Maybe a minute had passed since the dog had knocked Scotty into the traps. I left the wheel and hurried to start stacking the wet warp—the rope—on the deck behind Daddy, though I had no hope of keeping up and no real sense of why such a thing would be useful. We were over the shelf, and the water wasn’t that deep,
three, four fathoms, which was the only reason why the buoy, with all that fouled line, still shone on the surface. By the time I got behind Daddy, he’d already pulled twenty feet of warp from the water, the first lobster pot breaking the surface. I gasped at the sight of my brother’s body: he was pressed tight against the trap, a loop of warp around his neck, the rest of the line tangled against his nine-year-old body and the trap, his arms splayed out. When he broke the surface, he wasn’t breathing and his skin had turned pale and headed to blue, though I didn’t know if it was from the cold or the lack of air.
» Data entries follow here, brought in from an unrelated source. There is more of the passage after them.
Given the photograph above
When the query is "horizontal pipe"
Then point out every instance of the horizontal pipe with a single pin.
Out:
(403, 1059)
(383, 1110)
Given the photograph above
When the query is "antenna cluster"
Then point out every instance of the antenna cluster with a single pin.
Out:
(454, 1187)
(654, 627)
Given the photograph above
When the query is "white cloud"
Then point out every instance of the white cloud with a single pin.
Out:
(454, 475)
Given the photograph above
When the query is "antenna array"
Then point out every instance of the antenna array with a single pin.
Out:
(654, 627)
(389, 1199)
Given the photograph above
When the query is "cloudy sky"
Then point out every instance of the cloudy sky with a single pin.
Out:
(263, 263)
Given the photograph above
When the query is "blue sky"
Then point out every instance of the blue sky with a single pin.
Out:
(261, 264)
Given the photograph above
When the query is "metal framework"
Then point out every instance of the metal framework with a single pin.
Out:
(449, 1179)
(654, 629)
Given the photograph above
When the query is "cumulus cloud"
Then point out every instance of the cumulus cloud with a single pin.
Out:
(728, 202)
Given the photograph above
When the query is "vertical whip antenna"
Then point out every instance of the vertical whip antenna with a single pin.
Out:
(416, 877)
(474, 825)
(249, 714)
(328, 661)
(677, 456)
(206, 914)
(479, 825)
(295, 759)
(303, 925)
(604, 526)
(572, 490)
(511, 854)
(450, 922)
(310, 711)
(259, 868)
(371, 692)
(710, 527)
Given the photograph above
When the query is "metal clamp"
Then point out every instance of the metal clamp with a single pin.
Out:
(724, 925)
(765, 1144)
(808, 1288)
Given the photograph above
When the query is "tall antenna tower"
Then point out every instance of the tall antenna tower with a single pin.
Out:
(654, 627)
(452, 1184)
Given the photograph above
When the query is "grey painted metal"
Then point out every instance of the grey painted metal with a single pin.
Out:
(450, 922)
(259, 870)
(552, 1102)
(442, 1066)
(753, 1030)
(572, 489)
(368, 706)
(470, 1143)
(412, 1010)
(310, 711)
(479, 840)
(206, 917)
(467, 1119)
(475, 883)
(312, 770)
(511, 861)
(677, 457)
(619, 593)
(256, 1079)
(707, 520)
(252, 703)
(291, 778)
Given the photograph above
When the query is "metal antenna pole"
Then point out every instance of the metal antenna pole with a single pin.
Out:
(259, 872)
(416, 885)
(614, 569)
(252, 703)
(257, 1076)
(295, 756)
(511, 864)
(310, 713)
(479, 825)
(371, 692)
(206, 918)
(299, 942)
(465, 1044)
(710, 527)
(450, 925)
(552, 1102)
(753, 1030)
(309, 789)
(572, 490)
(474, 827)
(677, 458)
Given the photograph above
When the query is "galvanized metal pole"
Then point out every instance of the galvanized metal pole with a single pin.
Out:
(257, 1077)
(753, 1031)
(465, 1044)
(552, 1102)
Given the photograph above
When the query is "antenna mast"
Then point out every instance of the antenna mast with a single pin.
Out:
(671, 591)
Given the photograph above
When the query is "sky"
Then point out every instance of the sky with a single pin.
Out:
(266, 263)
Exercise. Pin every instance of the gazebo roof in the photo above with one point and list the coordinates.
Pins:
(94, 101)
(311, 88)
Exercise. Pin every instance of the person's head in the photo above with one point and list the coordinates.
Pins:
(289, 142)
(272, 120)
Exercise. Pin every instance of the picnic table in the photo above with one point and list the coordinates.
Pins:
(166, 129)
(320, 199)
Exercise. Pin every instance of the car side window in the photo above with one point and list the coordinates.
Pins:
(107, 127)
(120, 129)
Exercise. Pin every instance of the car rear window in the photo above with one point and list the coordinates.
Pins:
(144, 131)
I couldn’t look at my brother, and I couldn’t look away, but there was something to the side of him that caught my attention: a small movement among all of the other movements of the waves and the water. I leaned over the rail and extended my hand toward the water, the sun and the reflection of my fingertips in the foam bouncing back to me, and for an instant I thought it was not a reflection, but some other creature reaching from the water to grasp at my hand, to pull me under, like in Brumfitt’s painting. And then that instant was broken by Daddy’s voice.
“Call it in, Cordelia,” Daddy said.
I looked again at the water, but it was just my hand and my own reflection. I straightened up and watched as Daddy reached over and grabbed the trap and hauled it—and my brother’s body—up from the ocean. At the time I could have lifted neither my brother nor a wet wooden trap. The trap could have easily hit eighty or ninety pounds, more with the second trap trailing behind, and Scotty must have weighed another eighty or ninety. But my father made it look effortless.